O núcleo da associação Menino da Lágrima: Miguel Ponces de Carvalho, Francisca Silva, Patrícia Ameixal e Diogo Andrade
Francisco Romão Pereira/Time OutO núcleo da associação Menino da Lágrima: Miguel Ponces de Carvalho, Francisca Silva, Patrícia Ameixal e Diogo Andrade

Ao contrário do auditório, que as pessoas vão encontrar exactamente igual ao que era, a criação do Arcade Bar obrigou a uma alteração significativa daquele espaço. A divisão por lojas deu lugar a um open space. “Era impossível manter a traça. Era um centro comercial dos anos 90. Paredes verdes…” Ponces de Carvalho diz que a escolha da arquitecta para esta intervenção foi criteriosa. “Fizemos questão de ir buscar alguém mais ou menos da nossa idade que conseguisse olhar para o passado e, aproveitando esses momentos do passado, fizesse algo mais virado para o futuro.” A escolha recaiu sobre Cláudia Campos, que ajudou a criar um espaço que se vai ajustando às necessidades do momento. “Ou seja, teremos algumas arcades que podem passar de um sítio para o outro, em função de termos DJ ou não [ou noutras circunstâncias]. Porque a nossa ideia é conseguirmos abranger o máximo número de pessoas possível. Por exemplo, quando há teatro infantil, a ideia é os pais não terem de apanhar uma seca. Podem ficar a beber um cocktail, uma cerveja (teremos cervejas que não se costuma ver muito). Podem ficar a jogar nas arcades. A seguir até podem mostrar às crianças: olha, quando era da tua idade era isto que jogava. A experiência que temos, do open day, é que as crianças têm muito interesse pelas arcades.

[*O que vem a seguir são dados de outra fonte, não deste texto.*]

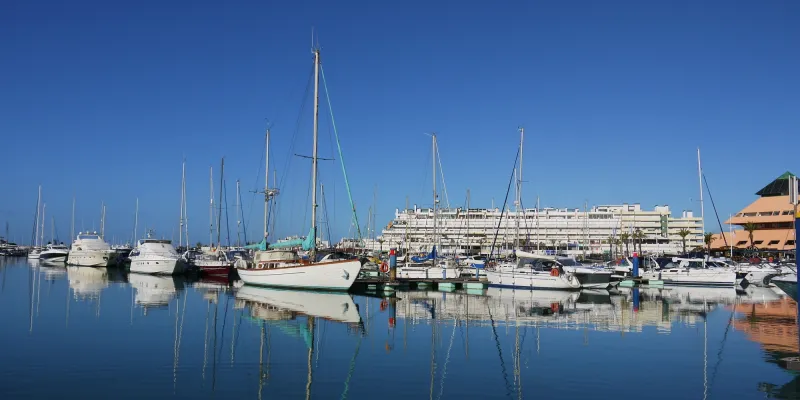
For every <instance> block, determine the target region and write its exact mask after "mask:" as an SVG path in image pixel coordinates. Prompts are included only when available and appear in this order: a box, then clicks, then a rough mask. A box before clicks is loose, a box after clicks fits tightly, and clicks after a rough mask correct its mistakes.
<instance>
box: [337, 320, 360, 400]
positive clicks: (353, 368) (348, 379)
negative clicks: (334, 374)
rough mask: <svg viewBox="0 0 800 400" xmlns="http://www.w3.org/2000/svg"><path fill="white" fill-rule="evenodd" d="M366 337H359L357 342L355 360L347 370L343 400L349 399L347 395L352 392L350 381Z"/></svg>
mask: <svg viewBox="0 0 800 400" xmlns="http://www.w3.org/2000/svg"><path fill="white" fill-rule="evenodd" d="M363 338H364V335H358V342H356V351H355V352H354V353H353V358H351V359H350V367H349V368H348V369H347V378H346V379H345V380H344V391H342V396H341V400H345V399H347V393H348V392H349V391H350V379H351V378H352V377H353V371H355V369H356V358H357V357H358V351H359V350H360V349H361V341H362V339H363Z"/></svg>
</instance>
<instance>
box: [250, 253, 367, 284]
mask: <svg viewBox="0 0 800 400" xmlns="http://www.w3.org/2000/svg"><path fill="white" fill-rule="evenodd" d="M360 270H361V262H359V261H358V260H348V261H332V262H326V263H316V264H310V265H298V266H291V267H284V268H263V269H262V268H248V269H238V270H237V271H238V272H239V278H241V280H242V281H243V282H244V283H246V284H248V285H256V286H273V287H286V288H306V289H330V290H348V289H350V286H352V285H353V282H354V281H355V280H356V277H357V276H358V272H359V271H360Z"/></svg>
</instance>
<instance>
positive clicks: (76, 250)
mask: <svg viewBox="0 0 800 400" xmlns="http://www.w3.org/2000/svg"><path fill="white" fill-rule="evenodd" d="M115 259H116V253H115V252H114V251H112V250H111V246H109V245H108V243H106V241H105V240H103V238H102V237H100V235H98V234H97V232H94V233H88V232H87V233H83V232H79V233H78V237H77V238H75V241H74V242H73V243H72V247H71V248H70V249H69V258H68V259H67V263H68V264H69V265H75V266H79V267H107V266H109V265H110V264H111V263H112V262H113V261H114V260H115Z"/></svg>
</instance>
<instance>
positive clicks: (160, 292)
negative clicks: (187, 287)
mask: <svg viewBox="0 0 800 400" xmlns="http://www.w3.org/2000/svg"><path fill="white" fill-rule="evenodd" d="M128 282H130V284H131V287H133V288H134V289H135V291H136V296H135V299H136V304H137V305H140V306H142V307H144V309H145V312H146V311H147V309H148V308H158V307H166V306H167V305H168V304H169V302H170V300H172V299H173V298H175V296H177V295H178V291H179V290H183V283H184V279H183V278H181V277H178V276H158V275H146V274H137V273H131V274H130V275H128Z"/></svg>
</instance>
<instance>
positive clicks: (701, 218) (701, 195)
mask: <svg viewBox="0 0 800 400" xmlns="http://www.w3.org/2000/svg"><path fill="white" fill-rule="evenodd" d="M697 179H698V180H699V183H700V227H701V228H700V229H702V232H701V234H702V235H705V234H706V215H705V212H704V210H703V167H702V164H700V148H699V147H698V148H697Z"/></svg>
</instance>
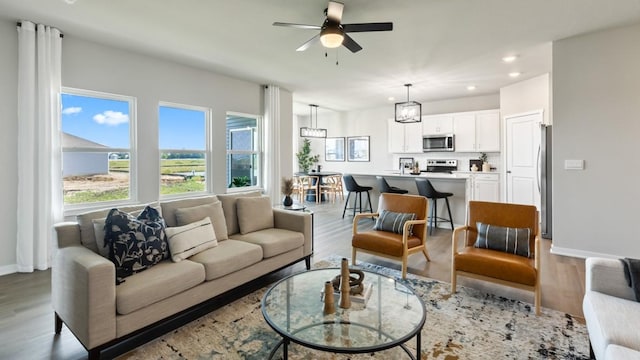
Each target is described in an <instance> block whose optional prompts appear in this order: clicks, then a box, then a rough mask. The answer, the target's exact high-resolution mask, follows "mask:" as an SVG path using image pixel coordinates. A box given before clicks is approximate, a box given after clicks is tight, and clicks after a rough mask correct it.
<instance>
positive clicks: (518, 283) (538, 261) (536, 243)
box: [451, 202, 542, 315]
mask: <svg viewBox="0 0 640 360" xmlns="http://www.w3.org/2000/svg"><path fill="white" fill-rule="evenodd" d="M478 203H479V202H478ZM505 205H512V206H513V205H514V204H505ZM515 206H523V205H515ZM467 218H468V219H469V215H468V216H467ZM535 219H536V220H535V223H536V225H535V226H534V228H533V231H534V232H535V233H534V235H535V238H534V246H533V249H532V250H533V258H532V260H533V264H534V265H533V266H534V268H535V271H536V276H535V284H534V285H533V286H531V285H528V284H523V283H519V282H514V281H508V280H504V279H500V278H496V277H491V276H486V275H483V274H477V273H474V272H468V271H462V270H457V268H456V257H457V255H459V254H460V253H459V251H460V240H464V241H466V244H464V246H467V247H469V246H471V247H472V246H473V242H472V241H471V240H469V239H470V237H469V233H470V232H473V233H474V234H477V229H476V228H475V226H471V225H465V226H461V227H458V228H456V229H455V230H454V231H453V235H452V244H451V294H453V293H455V292H456V282H457V277H458V275H461V276H466V277H469V278H473V279H478V280H483V281H488V282H492V283H496V284H499V285H503V286H510V287H515V288H518V289H523V290H528V291H532V292H533V293H534V305H535V312H536V315H540V307H541V297H542V295H541V288H540V255H539V254H540V236H539V234H540V231H539V230H540V229H539V224H538V212H537V211H536V212H535ZM461 235H462V236H461ZM464 246H463V247H464ZM487 251H488V252H494V250H487ZM504 255H505V256H513V257H519V258H522V257H521V256H519V255H513V254H506V253H505V254H504ZM506 266H507V267H508V266H509V265H506Z"/></svg>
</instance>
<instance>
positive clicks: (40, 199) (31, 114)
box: [16, 21, 62, 272]
mask: <svg viewBox="0 0 640 360" xmlns="http://www.w3.org/2000/svg"><path fill="white" fill-rule="evenodd" d="M61 58H62V39H61V34H60V31H59V30H58V29H55V28H52V27H49V26H45V25H41V24H34V23H32V22H29V21H23V22H22V24H21V25H20V26H18V151H17V157H18V232H17V246H16V258H17V263H18V264H17V265H18V271H20V272H32V271H34V270H36V269H37V270H46V269H47V268H48V267H49V266H50V263H51V261H50V260H51V253H52V248H53V237H54V231H53V224H54V223H55V222H57V221H61V220H62V183H61V182H62V180H61V174H62V170H61V169H62V167H61V158H62V155H61V148H60V125H59V124H60V116H59V114H60V90H61V72H62V71H61V61H62V59H61Z"/></svg>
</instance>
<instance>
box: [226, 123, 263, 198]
mask: <svg viewBox="0 0 640 360" xmlns="http://www.w3.org/2000/svg"><path fill="white" fill-rule="evenodd" d="M260 139H261V128H260V119H259V118H258V117H257V116H252V115H243V114H232V113H229V114H227V183H228V184H229V185H228V187H229V188H236V187H246V186H260V185H261V183H262V181H261V176H262V171H261V157H262V154H261V141H260Z"/></svg>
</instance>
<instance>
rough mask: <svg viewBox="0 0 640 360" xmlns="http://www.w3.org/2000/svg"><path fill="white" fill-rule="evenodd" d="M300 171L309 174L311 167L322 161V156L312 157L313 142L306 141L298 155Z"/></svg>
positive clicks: (307, 139) (305, 139) (305, 141)
mask: <svg viewBox="0 0 640 360" xmlns="http://www.w3.org/2000/svg"><path fill="white" fill-rule="evenodd" d="M296 157H297V158H298V166H300V171H302V172H304V173H308V172H309V170H310V169H311V167H312V166H313V165H314V164H315V163H317V162H318V160H320V155H317V154H316V155H311V141H309V139H306V138H305V139H304V141H303V143H302V148H301V149H300V151H298V152H297V153H296Z"/></svg>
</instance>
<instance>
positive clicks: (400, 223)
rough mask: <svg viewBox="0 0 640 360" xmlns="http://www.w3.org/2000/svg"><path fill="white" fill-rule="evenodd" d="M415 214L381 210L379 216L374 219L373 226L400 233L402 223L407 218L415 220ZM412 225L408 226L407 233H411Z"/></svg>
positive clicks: (376, 229) (415, 216) (412, 213)
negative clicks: (375, 221)
mask: <svg viewBox="0 0 640 360" xmlns="http://www.w3.org/2000/svg"><path fill="white" fill-rule="evenodd" d="M415 219H416V214H414V213H397V212H393V211H388V210H382V211H381V212H380V216H378V219H377V220H376V224H375V226H374V227H373V229H374V230H381V231H390V232H394V233H396V234H402V228H403V227H404V223H405V222H407V221H409V220H415ZM412 228H413V225H411V226H409V235H411V234H412V232H411V230H412Z"/></svg>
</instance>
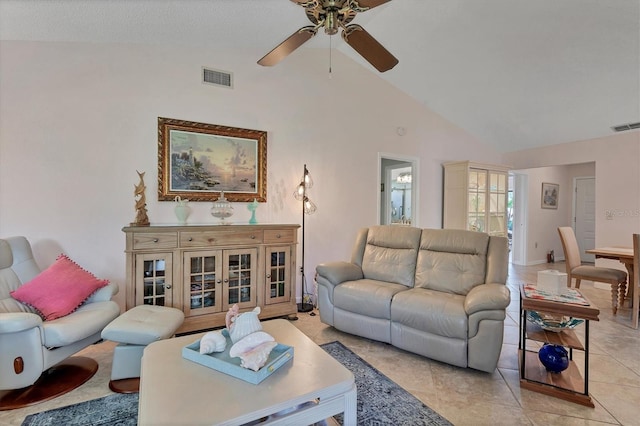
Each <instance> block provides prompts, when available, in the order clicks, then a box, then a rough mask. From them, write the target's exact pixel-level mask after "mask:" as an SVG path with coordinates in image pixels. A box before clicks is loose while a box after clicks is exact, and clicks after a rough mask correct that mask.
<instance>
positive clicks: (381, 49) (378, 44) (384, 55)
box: [342, 24, 398, 72]
mask: <svg viewBox="0 0 640 426" xmlns="http://www.w3.org/2000/svg"><path fill="white" fill-rule="evenodd" d="M342 38H343V39H344V41H346V42H347V44H348V45H349V46H351V47H353V48H354V49H355V51H356V52H358V53H359V54H360V55H361V56H362V57H363V58H365V59H366V60H367V61H368V62H369V63H370V64H371V65H373V66H374V67H375V69H377V70H378V71H380V72H385V71H389V70H390V69H391V68H393V67H395V66H396V65H397V64H398V59H396V57H395V56H393V55H392V54H391V53H390V52H389V51H388V50H387V49H385V48H384V46H382V45H381V44H380V43H379V42H378V41H377V40H376V39H375V38H373V37H372V36H371V34H369V33H368V32H366V31H365V30H364V28H362V27H361V26H360V25H357V24H352V25H349V26H347V27H346V28H345V29H344V30H343V31H342Z"/></svg>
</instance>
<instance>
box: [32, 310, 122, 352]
mask: <svg viewBox="0 0 640 426" xmlns="http://www.w3.org/2000/svg"><path fill="white" fill-rule="evenodd" d="M118 315H120V307H119V306H118V304H117V303H116V302H114V301H112V300H109V301H106V302H96V303H88V304H84V305H82V306H80V307H79V308H78V309H76V310H75V311H74V312H72V313H71V314H69V315H65V316H64V317H61V318H57V319H55V320H51V321H45V322H43V323H42V329H43V335H42V342H43V344H44V346H45V347H47V348H50V349H51V348H59V347H62V346H68V345H71V344H73V343H75V342H78V341H80V340H82V339H85V338H87V337H89V336H94V335H95V336H96V340H95V341H98V340H100V333H101V332H102V329H104V328H105V327H106V326H107V324H109V323H110V322H111V321H113V320H114V319H116V318H117V317H118Z"/></svg>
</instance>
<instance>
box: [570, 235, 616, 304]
mask: <svg viewBox="0 0 640 426" xmlns="http://www.w3.org/2000/svg"><path fill="white" fill-rule="evenodd" d="M558 233H559V234H560V241H562V249H563V250H564V260H565V263H566V265H567V287H571V280H572V279H575V280H576V288H580V281H581V280H588V281H596V282H599V283H607V284H610V285H611V306H612V308H613V315H615V314H616V313H617V312H618V305H619V306H622V304H623V303H624V297H625V294H626V290H627V273H626V272H624V271H621V270H619V269H614V268H601V267H598V266H591V265H583V264H582V260H580V249H579V248H578V241H577V240H576V235H575V234H574V232H573V228H571V227H570V226H561V227H559V228H558Z"/></svg>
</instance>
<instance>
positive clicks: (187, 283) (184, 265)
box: [183, 250, 223, 316]
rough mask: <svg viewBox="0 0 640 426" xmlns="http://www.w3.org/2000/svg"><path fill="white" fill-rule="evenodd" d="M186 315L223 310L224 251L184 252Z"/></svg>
mask: <svg viewBox="0 0 640 426" xmlns="http://www.w3.org/2000/svg"><path fill="white" fill-rule="evenodd" d="M183 271H184V281H183V282H184V286H185V294H184V297H185V303H184V307H185V315H186V316H194V315H202V314H209V313H212V312H222V306H223V300H222V299H223V294H222V277H223V272H222V251H220V250H213V251H199V252H194V253H185V254H184V265H183Z"/></svg>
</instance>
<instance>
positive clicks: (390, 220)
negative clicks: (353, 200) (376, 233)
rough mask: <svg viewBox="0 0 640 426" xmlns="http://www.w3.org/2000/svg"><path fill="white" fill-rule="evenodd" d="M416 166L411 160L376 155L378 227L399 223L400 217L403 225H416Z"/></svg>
mask: <svg viewBox="0 0 640 426" xmlns="http://www.w3.org/2000/svg"><path fill="white" fill-rule="evenodd" d="M418 163H419V160H418V158H415V157H404V156H400V155H395V154H386V153H378V182H380V183H379V184H378V185H379V186H378V185H377V186H376V189H377V190H378V191H380V192H379V193H378V194H379V200H378V220H379V224H380V225H390V224H398V223H402V217H403V216H404V223H403V224H406V225H409V224H410V225H411V226H418V223H417V222H418V206H419V199H418V198H419V191H418V184H419V179H418V168H419V167H418V165H419V164H418ZM400 175H402V176H400ZM399 178H400V179H399Z"/></svg>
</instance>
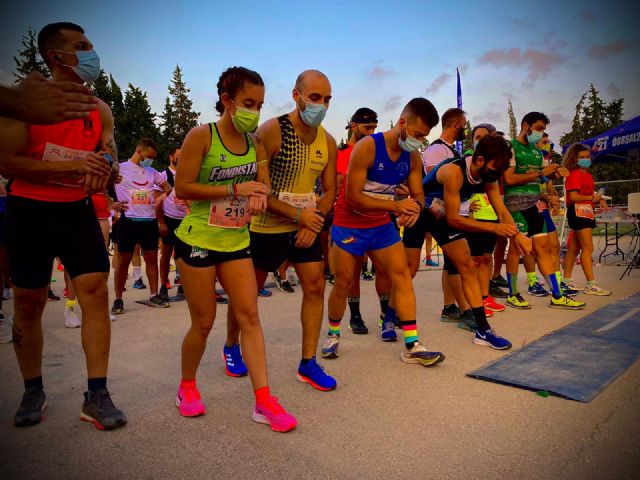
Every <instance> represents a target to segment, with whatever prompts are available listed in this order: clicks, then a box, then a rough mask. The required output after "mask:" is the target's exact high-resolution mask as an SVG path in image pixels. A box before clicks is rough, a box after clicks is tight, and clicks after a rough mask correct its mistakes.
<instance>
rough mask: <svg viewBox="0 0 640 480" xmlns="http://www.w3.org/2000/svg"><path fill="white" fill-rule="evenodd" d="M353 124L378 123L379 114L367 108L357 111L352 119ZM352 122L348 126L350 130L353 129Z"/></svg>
mask: <svg viewBox="0 0 640 480" xmlns="http://www.w3.org/2000/svg"><path fill="white" fill-rule="evenodd" d="M351 122H353V123H378V114H377V113H376V112H374V111H373V110H371V109H370V108H367V107H362V108H359V109H358V110H356V113H354V114H353V116H352V117H351ZM351 122H350V123H349V125H347V127H346V129H347V130H348V129H349V128H350V127H351Z"/></svg>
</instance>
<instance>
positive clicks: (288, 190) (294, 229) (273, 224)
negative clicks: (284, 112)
mask: <svg viewBox="0 0 640 480" xmlns="http://www.w3.org/2000/svg"><path fill="white" fill-rule="evenodd" d="M278 124H279V125H280V132H281V137H282V141H281V143H280V151H279V152H278V154H277V155H276V156H275V157H274V158H272V159H271V162H270V163H269V177H270V179H271V191H272V193H273V195H274V196H276V197H277V198H279V199H280V200H282V201H283V202H286V203H289V204H290V205H294V206H300V207H304V206H305V205H315V193H314V187H315V185H316V182H317V180H318V177H319V176H320V175H322V172H323V170H324V168H325V166H326V165H327V162H328V161H329V149H328V147H327V134H326V132H325V130H324V128H322V127H321V126H319V127H318V129H317V133H316V138H315V140H314V141H313V143H312V144H311V145H306V144H305V143H303V142H302V140H300V138H299V137H298V136H297V135H296V131H295V129H294V128H293V124H292V123H291V119H290V118H289V115H288V114H285V115H282V116H280V117H278ZM298 228H299V226H298V225H297V224H296V223H294V222H293V220H291V219H290V218H285V217H280V216H278V215H274V214H272V213H270V212H265V213H263V214H262V215H256V216H254V217H252V218H251V231H252V232H259V233H287V232H295V231H296V230H298Z"/></svg>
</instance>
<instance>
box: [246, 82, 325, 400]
mask: <svg viewBox="0 0 640 480" xmlns="http://www.w3.org/2000/svg"><path fill="white" fill-rule="evenodd" d="M292 96H293V100H294V101H295V103H296V108H295V110H293V111H292V112H290V113H288V114H285V115H282V116H280V117H278V118H273V119H271V120H268V121H267V122H265V123H264V124H263V125H261V126H260V128H259V129H258V132H257V134H258V136H259V137H260V138H261V139H262V142H263V143H264V146H265V150H266V154H267V161H268V163H269V177H270V181H271V194H270V196H269V199H268V211H267V212H266V213H264V214H262V215H258V216H255V217H253V219H252V220H251V253H252V256H253V263H254V266H255V268H256V277H257V280H258V282H257V283H258V285H262V284H263V283H264V280H265V278H266V275H267V272H272V271H274V270H276V269H277V268H278V267H279V266H280V264H282V262H283V261H284V260H286V259H288V260H289V261H290V262H291V263H292V264H293V266H294V268H295V269H296V273H297V274H298V277H299V278H300V283H301V284H302V294H303V298H302V312H301V320H302V359H301V361H300V365H299V368H298V376H297V378H298V380H299V381H301V382H305V383H309V384H310V385H311V386H313V387H314V388H316V389H318V390H322V391H328V390H333V389H334V388H336V381H335V379H333V378H332V377H331V376H329V375H327V374H326V373H325V372H324V370H323V368H322V367H321V366H320V365H318V363H317V362H316V350H317V348H318V339H319V337H320V329H321V327H322V315H323V308H324V287H325V281H324V275H323V274H324V264H323V261H322V245H321V242H320V232H321V231H322V226H323V224H324V216H325V215H326V214H327V213H328V212H329V211H330V210H331V208H332V206H333V202H334V201H335V196H336V157H337V147H336V142H335V140H334V139H333V137H332V136H331V135H329V134H328V133H327V132H326V131H325V130H324V128H323V127H322V126H321V123H322V120H323V119H324V116H325V114H326V112H327V108H328V107H329V101H330V100H331V84H330V83H329V79H328V78H327V77H326V75H324V74H323V73H322V72H319V71H317V70H306V71H304V72H302V73H301V74H300V75H298V78H297V80H296V83H295V87H294V89H293V92H292ZM319 177H320V178H321V180H322V192H323V194H322V196H321V197H320V199H319V201H317V202H316V197H315V193H314V186H315V184H316V181H317V180H318V178H319Z"/></svg>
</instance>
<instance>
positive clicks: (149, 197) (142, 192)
mask: <svg viewBox="0 0 640 480" xmlns="http://www.w3.org/2000/svg"><path fill="white" fill-rule="evenodd" d="M152 197H153V193H152V192H151V190H132V191H131V205H151V202H152V200H153V199H152Z"/></svg>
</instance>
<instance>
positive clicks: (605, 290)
mask: <svg viewBox="0 0 640 480" xmlns="http://www.w3.org/2000/svg"><path fill="white" fill-rule="evenodd" d="M583 292H584V293H586V294H587V295H598V296H601V297H606V296H608V295H611V290H604V289H602V288H600V287H599V286H597V285H592V286H591V287H589V286H588V285H587V286H586V287H585V289H584V290H583Z"/></svg>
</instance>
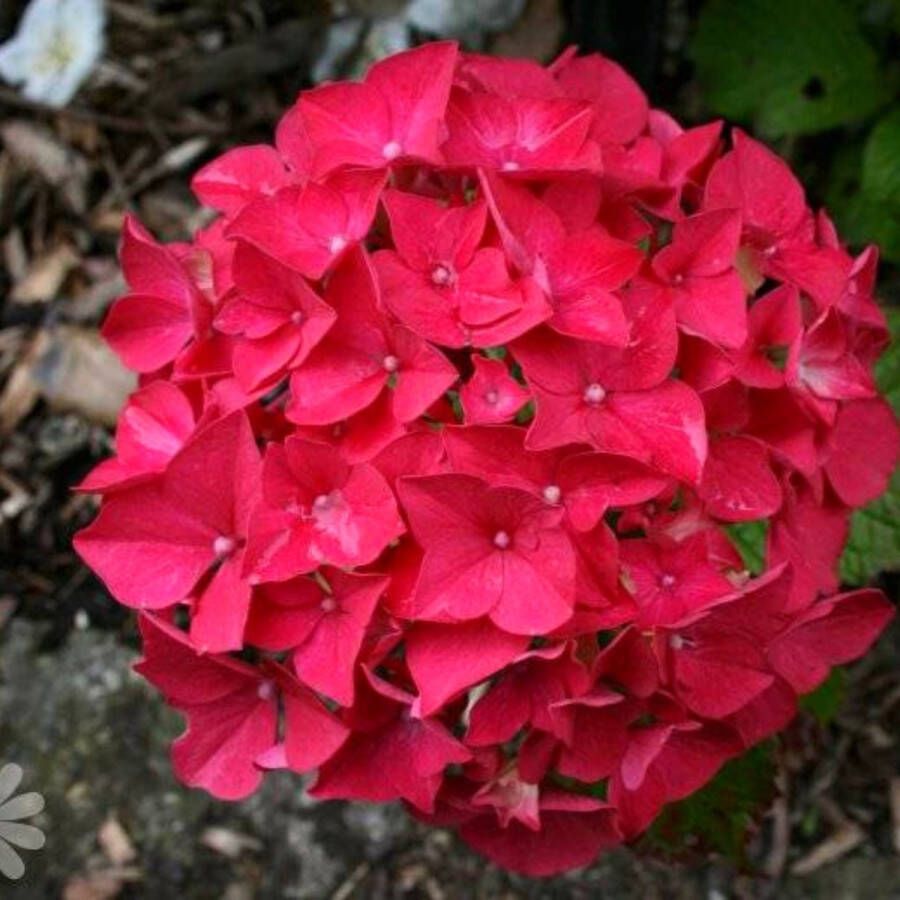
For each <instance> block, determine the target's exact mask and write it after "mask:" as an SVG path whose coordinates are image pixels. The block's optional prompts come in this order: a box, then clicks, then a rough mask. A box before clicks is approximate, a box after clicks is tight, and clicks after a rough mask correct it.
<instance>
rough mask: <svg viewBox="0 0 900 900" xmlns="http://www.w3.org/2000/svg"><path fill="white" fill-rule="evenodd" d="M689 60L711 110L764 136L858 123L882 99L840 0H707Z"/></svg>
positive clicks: (809, 132) (872, 63)
mask: <svg viewBox="0 0 900 900" xmlns="http://www.w3.org/2000/svg"><path fill="white" fill-rule="evenodd" d="M693 55H694V58H695V59H696V62H697V72H698V77H699V80H700V83H701V85H703V87H704V90H705V94H706V99H707V101H708V102H709V104H710V106H711V107H712V108H713V109H715V110H716V111H717V112H719V113H722V114H723V115H725V116H728V117H729V118H732V119H736V120H739V121H745V122H752V123H753V124H754V126H755V128H756V130H758V131H760V132H762V133H763V134H766V135H768V136H770V137H778V136H780V135H784V134H810V133H814V132H818V131H824V130H826V129H828V128H834V127H835V126H839V125H845V124H847V123H849V122H855V121H859V120H860V119H864V118H865V117H867V116H869V115H871V114H872V113H873V112H875V110H877V109H878V108H879V106H881V104H882V103H883V102H885V100H886V99H887V96H888V92H887V88H886V86H885V84H884V79H883V76H882V73H881V71H880V66H879V63H878V59H877V57H876V54H875V52H874V50H873V49H872V47H871V46H870V45H869V44H868V43H867V42H866V40H865V39H864V38H863V36H862V33H861V31H860V28H859V24H858V22H857V21H856V17H855V14H854V10H853V8H852V6H851V5H850V4H847V3H845V2H842V0H789V2H786V0H743V2H741V3H735V2H733V0H712V2H711V3H709V4H708V5H707V6H706V7H705V9H704V10H703V12H702V13H701V15H700V19H699V23H698V29H697V35H696V37H695V39H694V44H693Z"/></svg>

A programação de cinema também vai ter a curadoria Menino da Lágrima. Além dos blockbusters já inscritos na história dos filmes e da cultura popular (como os dois do fim-de-semana de abertura), os espectadores podem contar com clássicos – incluindo, “se calhar”, alguns do cinema português “que quase ninguém viu” – e cinema independente dos nossos dias (“Já estamos em conversações com alguns produtores independentes”). “Este espaço permite-nos de tudo um pouco, sem ser cinema mainstream. Não tencionamos, pelo menos por enquanto, fazer aqui uma estreia de um grande filme. A sala é pequena. Apostaremos sempre mais num circuito alternativo”, revela Ponces de Carvalho. Mas não só. “O cinema não tem de se esgotar quando as luzes se acendem. Há livros, pode-se falar sobre eles. Há DJ sets com a música. Há merchandising. E nós queremos fazer isso. Queremos que uma ida ao cinema seja uma experiência.” Há até a vontade de que a comida servida no snack-bar seja “apropriada” ao filme que se vai ver. E há outro pormenor ainda: os bilhetes. Não querem aqueles talões despersonalizados dos nossos dias. “Se souberem de alguém que tenha uma máquina de bilhetes antiga…” Bom, se souberem, eles estão interessados.